UNIVERSITY PARK, Pa. — Community scientists in Pennsylvania have reported multiple new species of bees never before found in the commonwealth through a monitoring program led by Penn State.
The program, in which highly trained participants collected bees throughout Pennsylvania, was designed to document regional patterns of bee biodiversity and their abundance as the critically important pollinators are in decline nationwide.
A new study, recently published in the Annals of the Entomological Society of America, evaluated the efficacy of the program, finding that 26 trained program volunteers were more than twice as effective at documenting bee diversity than thousands of users of the photo-based app iNaturalist.
“This study demonstrates the value of involving highly trained community scientists in collections-based research,” said Margarita López-Uribe, the Lorenzo Langstroth Early Career Associate Professor of Entomology and extension specialist of pollinator health at Penn State. “It also revealed some of the limitations of photography-based monitoring, which is still a useful tool for scientists, but doesn’t capture the full picture of biodiversity.”
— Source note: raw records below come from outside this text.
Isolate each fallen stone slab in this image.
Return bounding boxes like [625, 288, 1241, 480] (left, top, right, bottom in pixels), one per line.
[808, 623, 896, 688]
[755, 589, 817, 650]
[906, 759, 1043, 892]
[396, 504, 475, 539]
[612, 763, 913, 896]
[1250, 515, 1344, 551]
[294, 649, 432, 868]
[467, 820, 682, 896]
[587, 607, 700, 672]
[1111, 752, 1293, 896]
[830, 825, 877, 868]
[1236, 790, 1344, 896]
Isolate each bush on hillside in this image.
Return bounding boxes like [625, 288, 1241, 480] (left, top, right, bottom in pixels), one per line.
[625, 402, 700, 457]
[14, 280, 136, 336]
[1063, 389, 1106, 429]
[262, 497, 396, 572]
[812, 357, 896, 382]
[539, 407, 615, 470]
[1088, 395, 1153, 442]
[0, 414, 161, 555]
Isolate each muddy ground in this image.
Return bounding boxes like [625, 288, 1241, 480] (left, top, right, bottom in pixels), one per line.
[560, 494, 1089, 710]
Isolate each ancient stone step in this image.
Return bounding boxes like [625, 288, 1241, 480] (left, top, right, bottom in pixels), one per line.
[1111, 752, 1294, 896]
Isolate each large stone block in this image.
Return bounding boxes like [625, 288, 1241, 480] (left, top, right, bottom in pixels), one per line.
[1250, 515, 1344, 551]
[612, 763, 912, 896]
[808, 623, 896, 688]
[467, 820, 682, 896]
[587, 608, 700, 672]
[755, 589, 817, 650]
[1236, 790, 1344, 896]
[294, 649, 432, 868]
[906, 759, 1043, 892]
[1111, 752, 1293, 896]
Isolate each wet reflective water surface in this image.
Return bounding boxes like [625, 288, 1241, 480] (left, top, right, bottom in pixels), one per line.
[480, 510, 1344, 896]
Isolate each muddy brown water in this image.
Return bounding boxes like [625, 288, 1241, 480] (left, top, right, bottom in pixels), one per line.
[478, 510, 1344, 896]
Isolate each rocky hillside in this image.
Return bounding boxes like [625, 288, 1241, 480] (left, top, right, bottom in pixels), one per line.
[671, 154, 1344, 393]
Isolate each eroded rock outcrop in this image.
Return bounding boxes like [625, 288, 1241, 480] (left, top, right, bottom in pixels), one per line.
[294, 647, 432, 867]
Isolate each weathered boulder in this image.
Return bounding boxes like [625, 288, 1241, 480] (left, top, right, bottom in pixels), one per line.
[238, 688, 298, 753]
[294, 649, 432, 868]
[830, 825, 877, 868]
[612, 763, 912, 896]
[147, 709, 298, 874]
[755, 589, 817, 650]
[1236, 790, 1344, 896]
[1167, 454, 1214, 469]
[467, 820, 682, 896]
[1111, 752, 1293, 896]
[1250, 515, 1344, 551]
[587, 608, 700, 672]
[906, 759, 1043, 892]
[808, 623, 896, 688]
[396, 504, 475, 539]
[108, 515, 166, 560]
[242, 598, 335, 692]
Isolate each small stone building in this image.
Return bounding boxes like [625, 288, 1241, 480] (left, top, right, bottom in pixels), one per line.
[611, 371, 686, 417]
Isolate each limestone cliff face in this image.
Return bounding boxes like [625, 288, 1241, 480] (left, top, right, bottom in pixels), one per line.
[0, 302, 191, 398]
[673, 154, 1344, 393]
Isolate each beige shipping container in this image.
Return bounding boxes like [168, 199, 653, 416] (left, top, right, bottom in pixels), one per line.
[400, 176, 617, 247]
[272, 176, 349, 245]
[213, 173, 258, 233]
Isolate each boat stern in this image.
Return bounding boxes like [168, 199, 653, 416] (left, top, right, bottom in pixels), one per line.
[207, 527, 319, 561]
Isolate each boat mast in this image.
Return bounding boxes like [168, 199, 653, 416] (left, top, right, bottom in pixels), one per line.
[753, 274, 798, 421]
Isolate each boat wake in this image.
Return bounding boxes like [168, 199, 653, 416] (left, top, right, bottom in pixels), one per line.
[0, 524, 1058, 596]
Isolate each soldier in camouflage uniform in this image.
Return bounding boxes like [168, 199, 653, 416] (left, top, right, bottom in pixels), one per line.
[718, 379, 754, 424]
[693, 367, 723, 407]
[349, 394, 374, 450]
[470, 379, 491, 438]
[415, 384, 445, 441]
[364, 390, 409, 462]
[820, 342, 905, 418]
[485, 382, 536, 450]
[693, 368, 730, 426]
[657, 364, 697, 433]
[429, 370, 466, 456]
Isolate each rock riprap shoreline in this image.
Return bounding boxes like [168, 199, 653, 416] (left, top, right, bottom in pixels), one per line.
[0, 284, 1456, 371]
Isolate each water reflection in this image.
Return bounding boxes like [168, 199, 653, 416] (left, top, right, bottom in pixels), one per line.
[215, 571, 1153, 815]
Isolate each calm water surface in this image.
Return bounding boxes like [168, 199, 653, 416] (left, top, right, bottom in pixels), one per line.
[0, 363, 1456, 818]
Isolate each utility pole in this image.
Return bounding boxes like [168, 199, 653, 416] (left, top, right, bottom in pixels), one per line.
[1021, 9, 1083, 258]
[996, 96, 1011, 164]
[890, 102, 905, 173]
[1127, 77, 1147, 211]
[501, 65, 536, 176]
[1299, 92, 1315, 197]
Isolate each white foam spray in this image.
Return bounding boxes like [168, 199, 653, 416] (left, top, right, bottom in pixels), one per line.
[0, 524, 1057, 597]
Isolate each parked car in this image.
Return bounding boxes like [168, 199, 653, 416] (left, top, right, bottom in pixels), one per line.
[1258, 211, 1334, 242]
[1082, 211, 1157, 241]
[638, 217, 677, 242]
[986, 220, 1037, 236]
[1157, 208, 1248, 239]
The researchers recruited 26 participants, mostly Master Gardeners, from across Pennsylvania to sample bees after receiving extensive training from Penn State experts. Between August 2021 and December 2022, the participants collected 9,062 bees, which were identified to species, stored in museum collections and the data were added to public databases.
During the same time period, 2,233 people on the photo-based app iNaturalist collected data on bees in Pennsylvania, resulting in 6,809 observations in which at least two people agreed on the type of bee pictured. In comparing the data collected by Master Gardeners with data from iNaturalist, the researchers found that the trained participants documented over twice as much biodiversity and novel baseline natural history data as the iNaturalist users.